PPIs may Increase Risk of Stroke

Proton pump inhibitors (PPIs), class of drugs commonly employed in the treatment of heartburn or chest/throat pain, acts by bringing down the amount of acids produced in stomach thus preventing their reflux into the esophagus. But this class of drugs is found to be a potent risk factor for ischemic stroke.
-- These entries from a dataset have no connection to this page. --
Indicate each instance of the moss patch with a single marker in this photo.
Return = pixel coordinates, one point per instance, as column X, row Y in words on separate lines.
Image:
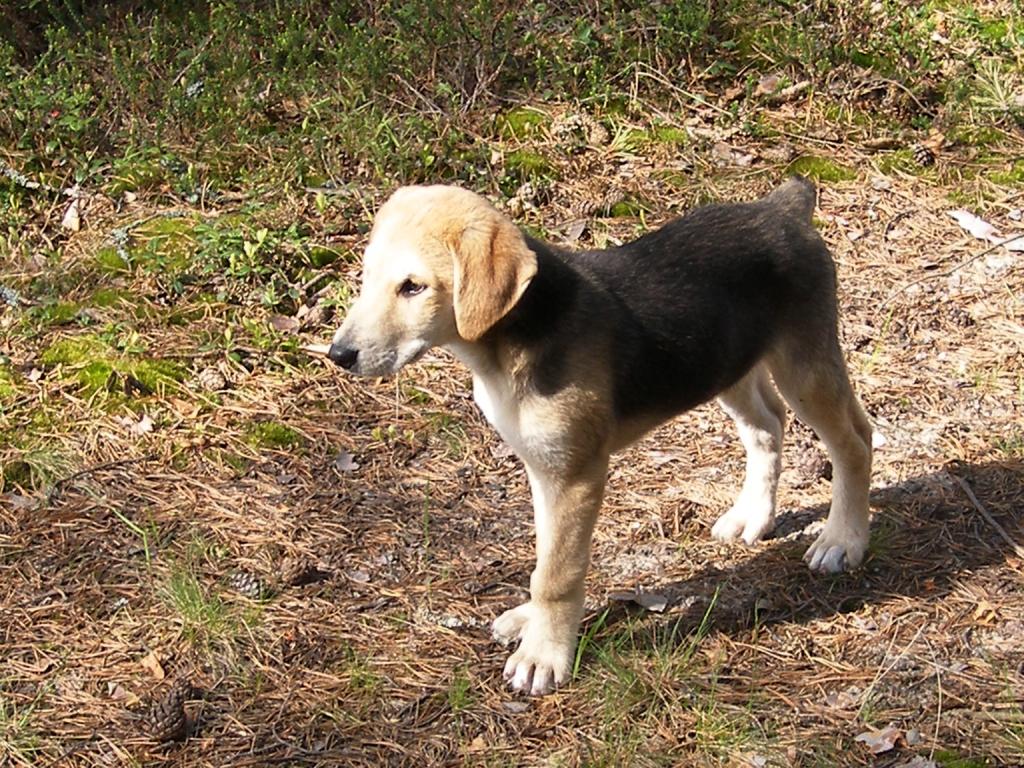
column 271, row 434
column 132, row 176
column 77, row 350
column 820, row 169
column 521, row 123
column 112, row 262
column 95, row 363
column 56, row 313
column 158, row 374
column 321, row 256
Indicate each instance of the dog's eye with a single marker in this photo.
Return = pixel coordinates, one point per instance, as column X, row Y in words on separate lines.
column 409, row 288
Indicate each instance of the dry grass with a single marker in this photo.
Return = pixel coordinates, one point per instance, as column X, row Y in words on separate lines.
column 368, row 643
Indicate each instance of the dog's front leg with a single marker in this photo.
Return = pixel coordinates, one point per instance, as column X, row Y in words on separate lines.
column 564, row 513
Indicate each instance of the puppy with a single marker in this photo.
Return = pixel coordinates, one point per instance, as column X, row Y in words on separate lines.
column 576, row 355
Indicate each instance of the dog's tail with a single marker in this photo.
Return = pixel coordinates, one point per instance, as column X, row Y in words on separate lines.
column 797, row 198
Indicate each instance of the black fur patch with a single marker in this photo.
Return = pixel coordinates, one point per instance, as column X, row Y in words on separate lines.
column 686, row 310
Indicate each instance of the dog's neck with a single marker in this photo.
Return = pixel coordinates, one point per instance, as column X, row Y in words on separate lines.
column 507, row 344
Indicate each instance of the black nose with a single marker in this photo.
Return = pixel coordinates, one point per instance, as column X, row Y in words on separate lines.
column 344, row 356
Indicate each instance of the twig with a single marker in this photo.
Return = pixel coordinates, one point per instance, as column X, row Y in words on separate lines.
column 199, row 52
column 58, row 486
column 882, row 673
column 988, row 518
column 947, row 272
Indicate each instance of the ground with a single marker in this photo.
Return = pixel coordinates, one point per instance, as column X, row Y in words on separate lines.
column 218, row 550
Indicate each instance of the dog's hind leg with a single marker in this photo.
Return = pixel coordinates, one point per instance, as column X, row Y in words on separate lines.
column 813, row 380
column 760, row 417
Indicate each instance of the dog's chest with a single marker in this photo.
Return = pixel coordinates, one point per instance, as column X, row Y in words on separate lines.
column 507, row 414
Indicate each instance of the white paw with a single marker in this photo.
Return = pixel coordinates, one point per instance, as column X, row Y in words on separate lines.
column 837, row 549
column 750, row 520
column 544, row 659
column 508, row 627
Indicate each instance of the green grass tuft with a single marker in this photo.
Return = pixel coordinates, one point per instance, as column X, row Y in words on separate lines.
column 272, row 435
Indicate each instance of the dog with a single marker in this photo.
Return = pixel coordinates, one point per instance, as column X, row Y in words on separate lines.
column 577, row 354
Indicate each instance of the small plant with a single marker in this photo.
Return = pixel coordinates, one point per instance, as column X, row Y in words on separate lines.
column 202, row 614
column 460, row 691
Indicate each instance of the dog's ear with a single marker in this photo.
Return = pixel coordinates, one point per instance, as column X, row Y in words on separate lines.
column 493, row 267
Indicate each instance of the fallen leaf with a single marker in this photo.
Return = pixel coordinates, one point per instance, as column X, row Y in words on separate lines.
column 151, row 663
column 918, row 761
column 658, row 458
column 574, row 229
column 731, row 94
column 880, row 741
column 844, row 699
column 72, row 220
column 317, row 349
column 981, row 229
column 19, row 502
column 766, row 85
column 985, row 612
column 117, row 692
column 143, row 426
column 345, row 462
column 975, row 226
column 285, row 324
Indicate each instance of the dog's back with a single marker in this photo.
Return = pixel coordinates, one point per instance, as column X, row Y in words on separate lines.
column 687, row 309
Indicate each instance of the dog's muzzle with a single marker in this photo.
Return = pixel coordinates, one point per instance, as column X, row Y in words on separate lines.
column 342, row 355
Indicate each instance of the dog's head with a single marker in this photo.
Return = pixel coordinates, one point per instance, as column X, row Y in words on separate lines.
column 442, row 265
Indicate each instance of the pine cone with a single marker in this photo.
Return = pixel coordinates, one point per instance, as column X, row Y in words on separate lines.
column 167, row 720
column 295, row 571
column 602, row 207
column 246, row 584
column 210, row 380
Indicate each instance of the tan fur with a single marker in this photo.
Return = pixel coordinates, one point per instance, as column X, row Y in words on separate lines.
column 493, row 267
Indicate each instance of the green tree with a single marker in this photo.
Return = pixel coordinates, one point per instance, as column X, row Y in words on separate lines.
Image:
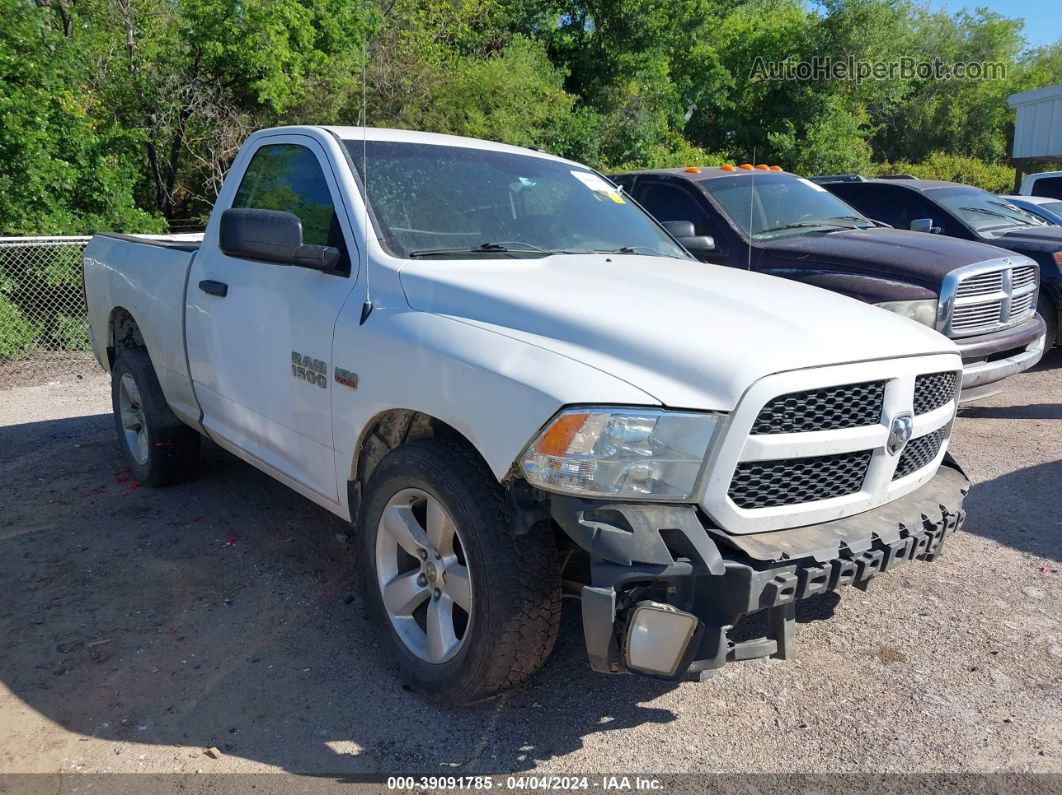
column 65, row 167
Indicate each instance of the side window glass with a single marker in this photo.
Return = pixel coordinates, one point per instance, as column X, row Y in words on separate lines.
column 1048, row 186
column 286, row 176
column 669, row 203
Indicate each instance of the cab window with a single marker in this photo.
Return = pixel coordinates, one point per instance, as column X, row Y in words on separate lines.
column 287, row 176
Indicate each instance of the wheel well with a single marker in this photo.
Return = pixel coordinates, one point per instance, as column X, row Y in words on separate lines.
column 123, row 330
column 387, row 431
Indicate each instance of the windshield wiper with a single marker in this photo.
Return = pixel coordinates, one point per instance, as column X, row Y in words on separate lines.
column 996, row 214
column 1032, row 222
column 857, row 219
column 643, row 251
column 801, row 225
column 485, row 248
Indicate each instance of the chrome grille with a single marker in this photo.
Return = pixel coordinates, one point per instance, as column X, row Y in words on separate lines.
column 1020, row 305
column 989, row 296
column 919, row 452
column 1024, row 276
column 983, row 284
column 934, row 390
column 773, row 470
column 831, row 409
column 764, row 484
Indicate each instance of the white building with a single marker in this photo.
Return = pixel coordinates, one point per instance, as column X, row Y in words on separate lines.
column 1038, row 128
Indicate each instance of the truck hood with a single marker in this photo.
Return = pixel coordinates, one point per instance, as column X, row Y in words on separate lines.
column 1031, row 239
column 688, row 334
column 912, row 256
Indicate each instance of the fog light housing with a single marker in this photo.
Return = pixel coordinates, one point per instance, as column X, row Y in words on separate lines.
column 660, row 639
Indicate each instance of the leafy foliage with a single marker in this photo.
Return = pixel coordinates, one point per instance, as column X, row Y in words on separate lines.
column 125, row 114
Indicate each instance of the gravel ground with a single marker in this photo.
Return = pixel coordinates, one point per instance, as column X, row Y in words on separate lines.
column 142, row 627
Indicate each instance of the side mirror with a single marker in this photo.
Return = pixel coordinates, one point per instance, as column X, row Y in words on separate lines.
column 686, row 234
column 698, row 244
column 680, row 228
column 273, row 236
column 924, row 224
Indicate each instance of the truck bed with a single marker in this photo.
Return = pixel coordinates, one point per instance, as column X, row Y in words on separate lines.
column 144, row 277
column 188, row 243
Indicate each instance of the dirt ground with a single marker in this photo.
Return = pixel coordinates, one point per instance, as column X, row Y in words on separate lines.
column 141, row 627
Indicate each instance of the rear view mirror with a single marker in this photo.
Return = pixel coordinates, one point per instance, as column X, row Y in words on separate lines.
column 273, row 236
column 924, row 224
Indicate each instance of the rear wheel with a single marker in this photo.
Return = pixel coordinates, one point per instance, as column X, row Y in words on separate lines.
column 158, row 447
column 1049, row 312
column 465, row 607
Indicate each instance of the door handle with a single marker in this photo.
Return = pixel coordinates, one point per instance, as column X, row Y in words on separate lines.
column 215, row 288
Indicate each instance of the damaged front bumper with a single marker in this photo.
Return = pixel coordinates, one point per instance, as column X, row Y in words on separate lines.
column 669, row 557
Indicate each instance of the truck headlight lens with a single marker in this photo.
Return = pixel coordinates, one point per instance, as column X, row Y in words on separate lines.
column 637, row 453
column 923, row 311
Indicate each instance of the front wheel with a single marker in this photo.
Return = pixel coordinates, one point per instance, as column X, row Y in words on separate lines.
column 158, row 447
column 465, row 607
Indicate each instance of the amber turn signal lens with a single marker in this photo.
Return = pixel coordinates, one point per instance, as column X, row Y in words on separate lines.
column 558, row 438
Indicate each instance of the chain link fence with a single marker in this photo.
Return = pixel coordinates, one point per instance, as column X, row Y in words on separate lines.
column 43, row 325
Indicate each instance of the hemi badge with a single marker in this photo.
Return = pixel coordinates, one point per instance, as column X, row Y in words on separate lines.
column 346, row 378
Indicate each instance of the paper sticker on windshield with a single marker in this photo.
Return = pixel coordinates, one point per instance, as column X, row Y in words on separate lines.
column 599, row 186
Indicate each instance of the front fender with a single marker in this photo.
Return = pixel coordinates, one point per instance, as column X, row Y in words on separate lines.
column 497, row 392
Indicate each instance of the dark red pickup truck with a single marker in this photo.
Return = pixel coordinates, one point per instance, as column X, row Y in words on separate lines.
column 773, row 222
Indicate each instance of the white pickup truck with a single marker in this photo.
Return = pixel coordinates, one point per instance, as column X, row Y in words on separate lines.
column 516, row 384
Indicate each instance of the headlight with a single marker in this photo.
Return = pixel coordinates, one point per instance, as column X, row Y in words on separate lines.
column 620, row 452
column 923, row 311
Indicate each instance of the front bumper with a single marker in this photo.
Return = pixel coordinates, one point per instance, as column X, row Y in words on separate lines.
column 990, row 359
column 665, row 553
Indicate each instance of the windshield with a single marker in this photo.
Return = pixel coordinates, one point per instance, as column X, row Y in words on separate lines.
column 1052, row 208
column 435, row 202
column 982, row 210
column 767, row 206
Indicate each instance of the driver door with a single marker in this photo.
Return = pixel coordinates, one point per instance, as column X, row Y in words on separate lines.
column 259, row 345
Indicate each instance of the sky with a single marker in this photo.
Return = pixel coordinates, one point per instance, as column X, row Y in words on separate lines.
column 1043, row 18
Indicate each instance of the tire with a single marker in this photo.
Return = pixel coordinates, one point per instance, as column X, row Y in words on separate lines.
column 159, row 449
column 1049, row 312
column 514, row 593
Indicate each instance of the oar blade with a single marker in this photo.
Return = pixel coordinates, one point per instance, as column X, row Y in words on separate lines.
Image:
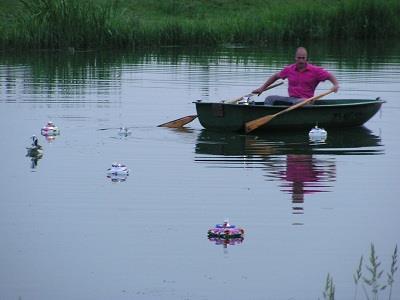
column 250, row 126
column 178, row 122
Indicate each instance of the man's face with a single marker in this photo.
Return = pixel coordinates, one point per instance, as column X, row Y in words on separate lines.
column 301, row 59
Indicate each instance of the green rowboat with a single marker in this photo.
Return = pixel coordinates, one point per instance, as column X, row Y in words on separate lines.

In the current study, it was found that the risk of ischemic stroke with the use of proton pump inhibitors (PPIs) was increased by a fifth in nearly 245,000 subjects from Denmark. The cause of their stomach pain or indigestion was determined through endoscopy and the subjects were examined for use of one of four PPI’s namely omeprazole (Prilosec), pantoprazole (Protonix), lansoprazole (Prevacid), and esomeprazole (Nexium). They were then followed up for an average of 6 years and noted that during that period, 9489 subjects experienced a first time ischemic stroke.

The researchers investigated whether the usage of any of the four PPI’s led to ischemic stroke risk. It was observed that the subjects using PPI’s were at 21% higher risk of ischemic stroke as compared to those who were not using. It was also reported that out of the four PPI’s, pantoprazole (Protonix) raised the risk of stroke by 94% and lower doses of PPI’s did not show any significant risk of stroke. Along with this, the researchers accounted for various factors including age, gender, high blood pressure, atrial fibrillation and usage of other drugs to poorer cardiovascular health. H2 blockers, another group of medications used to treat heartburn, were not shown to increase the risk of stroke.

While the mechanism involved in PPI’s induced stroke is not known yet, the researchers caution patients about the inappropriate usage of over the counter drugs. The results were published at the American Heart Association’s Scientific Sessions 2016, held in New Orleans, LA.

Leaving comments on their study, Dr. Thomas Sehested said “At one time, PPIs were thought to be safe, without major side effects. This study further questions the cardiovascular safety of these drugs.” He adds, “we know that from prior studies that a lot of individuals are using PPIs for a much longer time than indicated, which is especially true for elderly patients”.